Every so often, though, I found myself naturally speculating about the former life of this dead man. What kind of man was he? Was he kind and good or was he like most of my professors? Was he ever in the army creating corpses like himself? And what about that tatoo? How did that get on his arm? Was he a graffiti artist who couldn't stand the thought of all that wasted epidermis or just drunk?

Most importantly, did anyone love him and did he ever love anyone that his remains ended up here being treated so contemptuously? I wondered if we had any mutual acquaintances. If he was treated with dignity in his life he certainly lost it in death and yet here his body taught me and in doing so performed a service. Maybe he never gave of himself to anyone while he was alive and this was redemption of sorts. He and I got along well (easy since he never disagreed with me) and he became a person to me even in his grim repose. This nameless corpse taught me more than anatomy. I got to know him inside and out.

No one has ever been able to find the line between life and death. Somewhere between athletic vitality and smelly decay is a gray area. Some aspects of the anatomy might still function. The heart might beat even while the brain grows cold. Fingernails, I am told still grow for a period after death. Actually, skeptics say the fingernails stay the same but the fingers shrink. It has been said that from maturity on we are all in a sense dying. At some point that slow decline merges into the total lack of functionality that we like to call death. But what was life?

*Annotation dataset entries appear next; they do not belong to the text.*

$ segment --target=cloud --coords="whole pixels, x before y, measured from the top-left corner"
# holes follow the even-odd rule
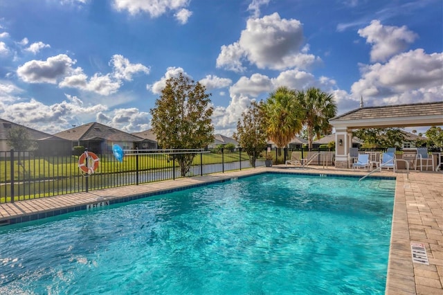
[[[46,61],[27,62],[19,66],[17,73],[21,80],[29,83],[56,84],[57,80],[73,71],[71,66],[75,62],[68,55],[60,54],[48,57]]]
[[[141,64],[131,64],[127,58],[120,55],[112,56],[109,65],[114,67],[114,76],[117,80],[132,80],[132,75],[143,72],[149,74],[150,69]]]
[[[258,17],[260,15],[260,6],[268,5],[270,0],[252,0],[248,6],[248,10],[253,12],[253,17]]]
[[[161,91],[166,86],[166,81],[170,78],[177,78],[181,73],[184,76],[191,78],[183,68],[170,66],[166,69],[165,75],[162,77],[159,81],[155,82],[153,84],[147,84],[146,89],[154,94],[160,94]]]
[[[150,118],[149,113],[135,107],[116,109],[109,114],[100,112],[96,116],[97,122],[129,133],[149,129]]]
[[[33,43],[29,46],[29,47],[28,47],[25,50],[26,51],[32,52],[34,54],[37,54],[39,51],[40,51],[40,50],[44,48],[51,48],[51,45],[45,44],[42,42],[39,42]]]
[[[321,62],[306,53],[301,23],[280,19],[278,13],[249,19],[238,42],[222,46],[217,67],[237,72],[244,71],[246,59],[259,69],[283,70],[292,67],[307,69]]]
[[[65,94],[66,100],[62,102],[46,105],[34,98],[27,102],[15,101],[3,104],[1,117],[18,124],[24,125],[49,134],[71,127],[71,122],[80,118],[87,118],[107,109],[102,105],[84,106],[76,96]]]
[[[19,66],[17,73],[22,80],[29,83],[58,83],[60,88],[76,88],[102,96],[117,92],[123,81],[132,80],[134,73],[150,73],[150,68],[141,64],[131,64],[123,55],[115,55],[109,62],[109,66],[113,66],[112,73],[105,75],[96,73],[89,78],[82,68],[73,67],[76,62],[68,55],[60,54],[46,61],[27,62]]]
[[[188,23],[188,19],[192,15],[192,12],[189,11],[186,8],[182,8],[178,12],[175,13],[174,16],[177,21],[181,24]]]
[[[413,102],[412,98],[415,102],[441,100],[442,66],[443,53],[410,51],[395,56],[385,64],[361,65],[361,78],[352,84],[351,91],[356,97],[363,95],[375,98],[378,100],[375,104],[408,103]]]
[[[241,73],[246,70],[242,64],[242,60],[246,55],[246,51],[238,42],[228,46],[222,45],[220,54],[217,57],[216,66],[226,70]]]
[[[207,90],[215,89],[217,88],[224,88],[230,85],[233,80],[226,78],[219,78],[216,75],[207,75],[206,77],[201,79],[200,83],[206,87]]]
[[[404,51],[418,37],[406,26],[383,26],[378,20],[372,21],[369,26],[359,30],[358,33],[366,38],[366,43],[372,44],[371,62],[387,61],[389,57]]]
[[[159,17],[170,10],[176,11],[176,18],[181,24],[186,24],[192,14],[184,9],[188,6],[189,2],[190,0],[114,0],[114,7],[117,11],[127,10],[132,15],[145,12],[152,18]]]
[[[0,55],[6,55],[9,53],[9,49],[5,42],[0,42]]]

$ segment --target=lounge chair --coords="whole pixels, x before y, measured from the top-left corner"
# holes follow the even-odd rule
[[[303,161],[300,159],[300,152],[292,152],[291,154],[291,159],[286,160],[284,162],[285,166],[288,166],[288,164],[294,165],[296,166],[303,167]]]
[[[352,163],[352,169],[361,167],[369,169],[369,154],[359,154],[356,161]]]
[[[423,171],[423,167],[426,168],[431,167],[431,170],[434,170],[434,157],[432,154],[428,154],[426,148],[417,148],[417,156],[415,157],[415,170],[417,166],[420,165],[420,171]]]
[[[383,152],[380,158],[380,171],[381,168],[392,168],[394,172],[397,169],[397,162],[395,161],[395,154],[393,152]]]
[[[349,152],[347,153],[347,168],[350,168],[351,163],[355,162],[355,160],[359,157],[359,148],[350,148]]]
[[[388,150],[386,151],[386,152],[392,152],[392,154],[395,154],[395,150],[397,150],[396,148],[388,148]]]

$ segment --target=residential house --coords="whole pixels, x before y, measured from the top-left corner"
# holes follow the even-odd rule
[[[214,135],[214,142],[208,145],[208,148],[216,148],[219,145],[226,145],[228,143],[233,144],[235,148],[240,147],[240,144],[235,139],[222,134],[215,134]]]
[[[23,127],[28,132],[30,139],[37,142],[37,149],[33,151],[36,155],[64,155],[71,154],[71,143],[62,138],[51,135],[35,129],[27,127],[0,118],[0,151],[9,151],[12,147],[8,144],[9,130],[15,127]]]
[[[152,129],[142,131],[141,132],[132,133],[132,135],[141,137],[145,141],[142,143],[142,149],[143,150],[156,150],[159,148],[157,144],[157,136]]]
[[[75,146],[83,146],[96,154],[112,152],[112,145],[118,144],[123,150],[142,148],[146,141],[141,137],[93,122],[55,134],[67,139],[71,143],[71,150]]]

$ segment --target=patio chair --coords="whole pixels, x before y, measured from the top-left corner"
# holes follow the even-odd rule
[[[388,150],[386,151],[386,152],[392,152],[392,154],[395,154],[395,150],[397,150],[396,148],[388,148]]]
[[[302,161],[300,159],[300,152],[292,152],[291,154],[291,159],[286,160],[284,162],[285,166],[288,166],[288,164],[295,165],[296,166],[302,167]]]
[[[395,154],[393,152],[383,152],[380,158],[380,165],[379,166],[380,172],[381,168],[392,168],[394,172],[397,170],[397,162],[395,161]]]
[[[369,169],[369,154],[359,154],[356,161],[352,163],[352,169],[359,168]]]
[[[359,148],[350,148],[347,153],[347,168],[350,168],[351,163],[354,163],[359,157]]]
[[[417,148],[417,156],[415,156],[415,170],[419,163],[420,171],[423,171],[423,167],[426,168],[431,167],[431,170],[434,170],[434,157],[432,154],[428,154],[428,149],[426,148]]]

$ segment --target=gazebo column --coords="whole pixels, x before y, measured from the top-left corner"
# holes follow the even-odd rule
[[[348,168],[347,154],[352,147],[352,130],[336,127],[335,143],[335,168]]]

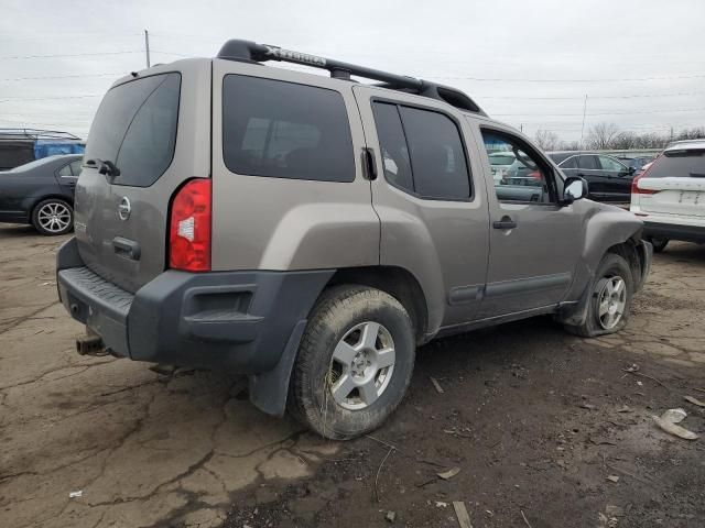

Science says that the body is a complex chemical reaction and this is the source of life. The chemicals are all there moments before death and are still there moments afterwards but something has changed. If you have ever watched someone die you know that there is a gradual release of control over bodily functions yet there is a difference between the live person no matter how debilitated and the dead corpse. It is subtle but you can see it and it looks like the difference between a live model's pose and a wax dummy in a museum.

Whoever my corpse was in life he left no record save the tattoo. His loves and hates had departed. His passions and worries were invisible. His possessions had vanished. His body began to look more akin to a vehicle (almost as beat up as my car), a sort of mobile meeting place that all these mental, emotional and physical events we call living revolved around. The meeting was over and all that was left was this abandoned wreck. I guess the whole scene moved uptown somewhere.

Chemicals, so they say, created and powered my corpse through life. The serotonin, norepinephrine, GABA, MAO, histamine and all the other ingredients in the three pounds of jello in his head apparently formed his personality, determined his dreams and goals and sent him to the race track on Saturday and church on Sunday. The chemicals made him laugh at a good joke and cry at a funeral (someone else's presumably.)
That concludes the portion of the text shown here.